Anne Arundel County

Anne Arundel elected officials, health experts discuss gun violence awareness, prevention

In observance of National Gun Violence Awareness day, Anne Arundel County’s Gun Violence Intervention Team along with medical professionals addressed the issue Thursday as one concerning public health.

From January to April of this year, the county recorded five homicides, 10 suicides and 55 injuries related to firearms, according to data provided by the team during a webinar Thursday night.


County Executive Steuart Pittman proclaimed Friday as Gun Violence Safety Awareness day to raise awareness about the ongoing gun violence the county faces.

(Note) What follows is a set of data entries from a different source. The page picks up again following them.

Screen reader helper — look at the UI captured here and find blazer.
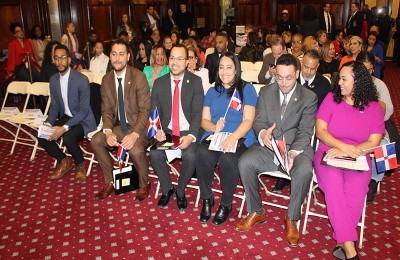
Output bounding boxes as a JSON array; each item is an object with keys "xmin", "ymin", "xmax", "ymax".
[
  {"xmin": 258, "ymin": 53, "xmax": 277, "ymax": 84},
  {"xmin": 47, "ymin": 68, "xmax": 96, "ymax": 136},
  {"xmin": 346, "ymin": 11, "xmax": 364, "ymax": 36},
  {"xmin": 254, "ymin": 82, "xmax": 318, "ymax": 159},
  {"xmin": 319, "ymin": 12, "xmax": 336, "ymax": 35},
  {"xmin": 302, "ymin": 73, "xmax": 332, "ymax": 108},
  {"xmin": 151, "ymin": 71, "xmax": 204, "ymax": 139},
  {"xmin": 100, "ymin": 65, "xmax": 151, "ymax": 138},
  {"xmin": 139, "ymin": 13, "xmax": 160, "ymax": 33},
  {"xmin": 205, "ymin": 52, "xmax": 221, "ymax": 84}
]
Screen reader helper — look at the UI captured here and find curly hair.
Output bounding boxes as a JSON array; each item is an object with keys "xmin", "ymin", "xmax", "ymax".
[
  {"xmin": 9, "ymin": 22, "xmax": 22, "ymax": 34},
  {"xmin": 332, "ymin": 61, "xmax": 378, "ymax": 111}
]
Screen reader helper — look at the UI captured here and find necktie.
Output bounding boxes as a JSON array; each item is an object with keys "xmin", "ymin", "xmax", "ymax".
[
  {"xmin": 281, "ymin": 93, "xmax": 288, "ymax": 118},
  {"xmin": 117, "ymin": 78, "xmax": 128, "ymax": 134},
  {"xmin": 172, "ymin": 79, "xmax": 181, "ymax": 137},
  {"xmin": 305, "ymin": 81, "xmax": 309, "ymax": 88},
  {"xmin": 327, "ymin": 13, "xmax": 331, "ymax": 33}
]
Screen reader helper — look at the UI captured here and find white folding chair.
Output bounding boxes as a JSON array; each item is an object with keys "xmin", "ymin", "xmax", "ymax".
[
  {"xmin": 253, "ymin": 84, "xmax": 265, "ymax": 95},
  {"xmin": 93, "ymin": 72, "xmax": 106, "ymax": 85},
  {"xmin": 241, "ymin": 70, "xmax": 259, "ymax": 83},
  {"xmin": 240, "ymin": 61, "xmax": 254, "ymax": 71},
  {"xmin": 8, "ymin": 82, "xmax": 51, "ymax": 160},
  {"xmin": 205, "ymin": 48, "xmax": 215, "ymax": 60},
  {"xmin": 253, "ymin": 61, "xmax": 263, "ymax": 71},
  {"xmin": 80, "ymin": 71, "xmax": 95, "ymax": 83}
]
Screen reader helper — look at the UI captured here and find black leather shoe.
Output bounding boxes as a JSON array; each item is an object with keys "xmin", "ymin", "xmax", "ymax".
[
  {"xmin": 157, "ymin": 187, "xmax": 175, "ymax": 208},
  {"xmin": 272, "ymin": 178, "xmax": 291, "ymax": 192},
  {"xmin": 212, "ymin": 204, "xmax": 232, "ymax": 226},
  {"xmin": 366, "ymin": 179, "xmax": 378, "ymax": 204},
  {"xmin": 200, "ymin": 196, "xmax": 215, "ymax": 223},
  {"xmin": 176, "ymin": 192, "xmax": 187, "ymax": 211}
]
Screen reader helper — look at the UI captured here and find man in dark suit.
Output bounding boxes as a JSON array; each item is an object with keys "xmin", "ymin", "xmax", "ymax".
[
  {"xmin": 205, "ymin": 32, "xmax": 228, "ymax": 84},
  {"xmin": 139, "ymin": 4, "xmax": 160, "ymax": 42},
  {"xmin": 345, "ymin": 2, "xmax": 364, "ymax": 36},
  {"xmin": 258, "ymin": 37, "xmax": 287, "ymax": 84},
  {"xmin": 91, "ymin": 39, "xmax": 151, "ymax": 201},
  {"xmin": 38, "ymin": 44, "xmax": 96, "ymax": 183},
  {"xmin": 235, "ymin": 54, "xmax": 317, "ymax": 248},
  {"xmin": 150, "ymin": 44, "xmax": 204, "ymax": 211},
  {"xmin": 319, "ymin": 3, "xmax": 336, "ymax": 40},
  {"xmin": 176, "ymin": 2, "xmax": 194, "ymax": 40}
]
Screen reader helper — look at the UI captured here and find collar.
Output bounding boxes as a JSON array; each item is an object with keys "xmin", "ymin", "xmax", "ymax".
[
  {"xmin": 114, "ymin": 67, "xmax": 127, "ymax": 80},
  {"xmin": 59, "ymin": 67, "xmax": 71, "ymax": 79},
  {"xmin": 299, "ymin": 74, "xmax": 316, "ymax": 86}
]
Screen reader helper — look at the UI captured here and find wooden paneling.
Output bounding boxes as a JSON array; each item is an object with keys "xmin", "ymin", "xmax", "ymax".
[
  {"xmin": 0, "ymin": 5, "xmax": 22, "ymax": 50},
  {"xmin": 92, "ymin": 5, "xmax": 113, "ymax": 41}
]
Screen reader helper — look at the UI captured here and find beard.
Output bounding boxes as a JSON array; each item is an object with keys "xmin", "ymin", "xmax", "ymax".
[{"xmin": 112, "ymin": 62, "xmax": 127, "ymax": 72}]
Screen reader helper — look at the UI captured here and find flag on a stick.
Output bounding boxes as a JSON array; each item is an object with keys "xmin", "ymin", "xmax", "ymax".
[
  {"xmin": 374, "ymin": 142, "xmax": 397, "ymax": 172},
  {"xmin": 147, "ymin": 107, "xmax": 160, "ymax": 140},
  {"xmin": 229, "ymin": 89, "xmax": 242, "ymax": 111},
  {"xmin": 117, "ymin": 144, "xmax": 126, "ymax": 172}
]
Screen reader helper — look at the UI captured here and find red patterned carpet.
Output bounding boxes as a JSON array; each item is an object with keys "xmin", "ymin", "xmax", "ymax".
[{"xmin": 0, "ymin": 63, "xmax": 399, "ymax": 259}]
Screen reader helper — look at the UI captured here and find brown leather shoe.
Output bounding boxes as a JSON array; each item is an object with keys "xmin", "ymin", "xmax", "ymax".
[
  {"xmin": 285, "ymin": 219, "xmax": 299, "ymax": 247},
  {"xmin": 75, "ymin": 162, "xmax": 87, "ymax": 184},
  {"xmin": 94, "ymin": 182, "xmax": 114, "ymax": 200},
  {"xmin": 49, "ymin": 157, "xmax": 73, "ymax": 179},
  {"xmin": 234, "ymin": 208, "xmax": 266, "ymax": 232},
  {"xmin": 135, "ymin": 183, "xmax": 151, "ymax": 202}
]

The webinar and the intervention team flow out of the Gun Prevention Task Force created by Pittman after the 2018 Capital Gazette shooting, which killed five people. During the online event, one of three sessions planned Thursday and Friday, he said most members of the commission were gun owners or grew up in households with guns.

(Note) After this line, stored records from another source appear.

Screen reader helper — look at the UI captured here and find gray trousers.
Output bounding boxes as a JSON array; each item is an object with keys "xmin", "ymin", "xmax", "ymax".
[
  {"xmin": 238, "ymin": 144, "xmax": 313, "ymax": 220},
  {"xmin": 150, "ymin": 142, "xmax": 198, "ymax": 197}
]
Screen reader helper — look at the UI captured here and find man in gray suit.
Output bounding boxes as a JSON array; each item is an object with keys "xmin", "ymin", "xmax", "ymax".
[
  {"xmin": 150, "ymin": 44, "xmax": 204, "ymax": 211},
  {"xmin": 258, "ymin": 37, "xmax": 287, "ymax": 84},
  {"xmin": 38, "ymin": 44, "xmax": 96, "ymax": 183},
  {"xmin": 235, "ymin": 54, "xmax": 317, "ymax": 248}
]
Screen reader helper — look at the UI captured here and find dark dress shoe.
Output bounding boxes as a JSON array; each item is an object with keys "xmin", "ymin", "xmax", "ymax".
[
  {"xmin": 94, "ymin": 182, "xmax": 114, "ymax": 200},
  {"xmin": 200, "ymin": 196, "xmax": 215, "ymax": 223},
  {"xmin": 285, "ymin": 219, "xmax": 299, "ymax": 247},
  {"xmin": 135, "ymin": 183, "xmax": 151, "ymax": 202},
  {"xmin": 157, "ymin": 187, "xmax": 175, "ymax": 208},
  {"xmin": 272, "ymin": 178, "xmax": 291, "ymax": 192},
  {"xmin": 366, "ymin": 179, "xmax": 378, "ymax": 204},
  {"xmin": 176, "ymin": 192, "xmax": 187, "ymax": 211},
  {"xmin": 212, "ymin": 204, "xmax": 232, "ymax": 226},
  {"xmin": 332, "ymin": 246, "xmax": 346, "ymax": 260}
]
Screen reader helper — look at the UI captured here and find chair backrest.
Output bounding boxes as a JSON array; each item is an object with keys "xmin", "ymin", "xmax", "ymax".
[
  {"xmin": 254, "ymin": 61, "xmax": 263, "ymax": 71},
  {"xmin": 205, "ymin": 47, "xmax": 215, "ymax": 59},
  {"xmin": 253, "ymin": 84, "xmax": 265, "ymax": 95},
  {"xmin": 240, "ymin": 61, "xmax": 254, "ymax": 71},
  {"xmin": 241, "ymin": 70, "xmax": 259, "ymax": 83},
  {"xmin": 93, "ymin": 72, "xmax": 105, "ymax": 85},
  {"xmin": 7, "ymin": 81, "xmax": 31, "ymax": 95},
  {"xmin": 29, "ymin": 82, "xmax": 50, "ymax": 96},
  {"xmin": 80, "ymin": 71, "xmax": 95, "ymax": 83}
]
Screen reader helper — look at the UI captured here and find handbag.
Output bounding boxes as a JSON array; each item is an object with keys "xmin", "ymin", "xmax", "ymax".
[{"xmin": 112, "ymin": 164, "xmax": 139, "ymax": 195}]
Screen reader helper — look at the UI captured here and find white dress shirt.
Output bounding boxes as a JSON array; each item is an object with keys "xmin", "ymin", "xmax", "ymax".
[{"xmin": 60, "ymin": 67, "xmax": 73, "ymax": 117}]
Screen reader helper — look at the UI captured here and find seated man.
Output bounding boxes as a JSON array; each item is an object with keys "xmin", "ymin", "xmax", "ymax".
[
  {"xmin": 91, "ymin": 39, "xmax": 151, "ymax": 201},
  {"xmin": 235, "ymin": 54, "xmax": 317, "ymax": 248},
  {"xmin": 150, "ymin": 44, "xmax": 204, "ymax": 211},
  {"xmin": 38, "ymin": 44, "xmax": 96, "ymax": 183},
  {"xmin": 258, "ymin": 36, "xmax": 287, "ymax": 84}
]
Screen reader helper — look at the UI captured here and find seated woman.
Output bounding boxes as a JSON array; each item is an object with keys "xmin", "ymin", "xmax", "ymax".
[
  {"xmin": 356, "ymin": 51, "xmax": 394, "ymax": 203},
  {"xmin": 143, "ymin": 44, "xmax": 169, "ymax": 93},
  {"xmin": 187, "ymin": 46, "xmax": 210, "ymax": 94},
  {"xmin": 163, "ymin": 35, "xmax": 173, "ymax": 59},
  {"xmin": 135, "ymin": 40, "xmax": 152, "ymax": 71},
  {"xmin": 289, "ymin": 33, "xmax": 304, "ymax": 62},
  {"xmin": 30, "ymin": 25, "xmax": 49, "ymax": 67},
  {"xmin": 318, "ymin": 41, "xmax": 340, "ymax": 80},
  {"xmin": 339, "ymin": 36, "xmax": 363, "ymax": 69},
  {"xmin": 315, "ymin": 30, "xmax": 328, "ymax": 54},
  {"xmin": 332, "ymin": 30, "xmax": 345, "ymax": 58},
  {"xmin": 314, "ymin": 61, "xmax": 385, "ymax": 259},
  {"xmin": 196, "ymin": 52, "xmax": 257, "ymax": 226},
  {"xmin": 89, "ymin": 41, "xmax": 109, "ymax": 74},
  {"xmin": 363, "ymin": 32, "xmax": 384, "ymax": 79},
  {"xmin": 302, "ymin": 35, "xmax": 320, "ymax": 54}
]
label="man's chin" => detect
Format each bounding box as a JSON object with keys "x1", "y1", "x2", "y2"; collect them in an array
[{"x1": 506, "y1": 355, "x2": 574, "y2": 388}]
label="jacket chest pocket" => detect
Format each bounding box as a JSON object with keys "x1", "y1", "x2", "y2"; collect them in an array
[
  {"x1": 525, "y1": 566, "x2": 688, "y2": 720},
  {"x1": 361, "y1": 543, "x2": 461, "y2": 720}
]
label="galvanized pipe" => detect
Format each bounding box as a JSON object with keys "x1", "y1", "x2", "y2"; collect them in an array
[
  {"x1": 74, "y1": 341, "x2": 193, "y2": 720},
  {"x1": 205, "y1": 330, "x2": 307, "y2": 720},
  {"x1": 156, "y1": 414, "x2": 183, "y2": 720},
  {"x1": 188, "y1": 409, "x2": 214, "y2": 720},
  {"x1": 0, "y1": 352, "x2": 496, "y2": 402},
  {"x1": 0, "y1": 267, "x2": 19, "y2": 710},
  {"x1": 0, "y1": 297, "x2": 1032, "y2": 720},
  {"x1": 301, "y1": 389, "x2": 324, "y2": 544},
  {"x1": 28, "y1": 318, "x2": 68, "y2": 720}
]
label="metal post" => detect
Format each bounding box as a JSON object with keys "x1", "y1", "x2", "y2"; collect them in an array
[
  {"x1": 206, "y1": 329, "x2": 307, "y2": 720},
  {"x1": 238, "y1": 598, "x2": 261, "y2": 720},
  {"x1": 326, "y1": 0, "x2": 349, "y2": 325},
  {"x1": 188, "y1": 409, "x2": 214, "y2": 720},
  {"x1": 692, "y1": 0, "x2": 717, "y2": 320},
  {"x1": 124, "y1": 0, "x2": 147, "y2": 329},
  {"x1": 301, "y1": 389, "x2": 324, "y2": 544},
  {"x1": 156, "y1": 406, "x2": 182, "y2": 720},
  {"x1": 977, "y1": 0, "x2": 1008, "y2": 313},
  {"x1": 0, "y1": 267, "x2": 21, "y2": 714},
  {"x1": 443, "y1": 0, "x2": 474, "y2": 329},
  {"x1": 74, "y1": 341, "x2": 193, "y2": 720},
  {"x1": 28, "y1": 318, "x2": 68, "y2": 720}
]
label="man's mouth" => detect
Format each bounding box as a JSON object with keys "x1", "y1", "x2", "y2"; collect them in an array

He said he isn’t against gun ownership but wants to to separate guns from the people who intend to do harm.

“The issue was how to make sure that people who are prone to violence or who have threatened violence don’t have guns,” Pittman said.

Dr. Nilesh Kalyanaraman, health officer for Anne Arundel County, is included in this task force and said gun violence is a public health issue.

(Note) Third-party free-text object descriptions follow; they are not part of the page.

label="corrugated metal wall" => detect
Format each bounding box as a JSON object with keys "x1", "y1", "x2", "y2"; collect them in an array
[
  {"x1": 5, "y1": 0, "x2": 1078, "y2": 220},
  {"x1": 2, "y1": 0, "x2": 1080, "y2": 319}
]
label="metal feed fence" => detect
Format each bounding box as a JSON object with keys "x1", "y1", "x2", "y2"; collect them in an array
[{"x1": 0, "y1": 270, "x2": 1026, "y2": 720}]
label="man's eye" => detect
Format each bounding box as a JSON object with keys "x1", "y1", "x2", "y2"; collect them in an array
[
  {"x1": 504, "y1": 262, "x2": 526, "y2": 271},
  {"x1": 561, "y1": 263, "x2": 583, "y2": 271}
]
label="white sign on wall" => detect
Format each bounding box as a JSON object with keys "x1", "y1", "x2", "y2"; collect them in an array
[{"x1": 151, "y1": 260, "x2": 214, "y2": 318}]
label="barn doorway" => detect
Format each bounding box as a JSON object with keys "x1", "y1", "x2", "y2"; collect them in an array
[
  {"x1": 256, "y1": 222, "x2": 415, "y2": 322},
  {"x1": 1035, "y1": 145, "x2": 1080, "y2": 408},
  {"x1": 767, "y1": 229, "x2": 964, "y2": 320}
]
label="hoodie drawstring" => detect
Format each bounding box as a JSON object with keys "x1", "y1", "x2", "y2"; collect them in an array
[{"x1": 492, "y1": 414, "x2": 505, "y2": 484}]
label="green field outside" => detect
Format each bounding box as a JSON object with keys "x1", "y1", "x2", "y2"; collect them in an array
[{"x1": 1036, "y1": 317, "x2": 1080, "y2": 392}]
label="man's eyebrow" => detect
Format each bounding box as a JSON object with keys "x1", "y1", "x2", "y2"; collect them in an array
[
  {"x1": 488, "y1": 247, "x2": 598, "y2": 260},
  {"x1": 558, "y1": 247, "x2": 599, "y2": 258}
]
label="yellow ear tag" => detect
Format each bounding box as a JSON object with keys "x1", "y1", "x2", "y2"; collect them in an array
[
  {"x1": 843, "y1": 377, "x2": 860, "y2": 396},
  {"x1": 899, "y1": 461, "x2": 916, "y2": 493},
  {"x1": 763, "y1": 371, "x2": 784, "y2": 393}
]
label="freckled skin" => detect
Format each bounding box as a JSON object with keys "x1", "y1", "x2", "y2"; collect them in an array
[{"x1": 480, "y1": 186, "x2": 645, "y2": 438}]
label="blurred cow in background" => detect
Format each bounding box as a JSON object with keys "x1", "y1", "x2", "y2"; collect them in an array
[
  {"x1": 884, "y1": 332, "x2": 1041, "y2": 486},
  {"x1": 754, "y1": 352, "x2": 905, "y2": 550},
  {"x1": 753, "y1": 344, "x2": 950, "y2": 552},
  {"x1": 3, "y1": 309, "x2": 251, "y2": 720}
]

“Gun violence causes death, injury and heartbreak in our county or state and across the country,” Kalyanaraman said. “When we think of gun violence mass shootings grab the headlines but there’s a daily drumbeat of homicides, suicides and injuries in our county.”

Mayor Gavin Buckley joined the conversation and said the COVID-19 pandemic contributed to a particularly bad year for gun violence because of social isolation and economic uncertainty that plagued the community.

“Gun violence is a public health issue and one we hear about regularly from our residents,” Buckley said. “Too many guns on the street, too many gunshots in the community, too much trauma for our children and for survivors.”

Buckley said preventing gun violence can be prevented by looking beyond policing.

“We have to give residents resources to find better ways to resolve problems, to lift up economic opportunity, to help with substance use, public health and mental health,” Buckley said.


Dr. Paul Nestadt, co-director of the Johns Hopkins Anxiety Disorders Clinic and assistant professor of psychiatry and behavioral sciences, specializes in trying to understand suicide. Nestadt said suicide is the second leading cause of death in young people and one of the leading causes of death overall in the United States.

“The majority of firearm deaths are suicide deaths so when we’re talking about firearm violence, mass shootings are important to pay attention to,” he said. “They’re tragic events, homicides are tragic events but the majority of firearm deaths are suicides, something that we can intervene on.”

According to Nestadt, attempted suicide attempts are impulsive and made based on availability. Suicide survival rates are much lower when attempted with a firearm as opposed to pills or poison.

Nestadt said rural counties and states have a slightly higher suicide rate than urban ones because of greater availability of guns. He said there are factors that increase the risk of suicide that cannot be fixed such as a family history of suicide and terminal illness but other factors, such as social isolation, poverty and access, can be addressed.

The series of seminars at 1 p.m. Friday with an intervention partner workshop.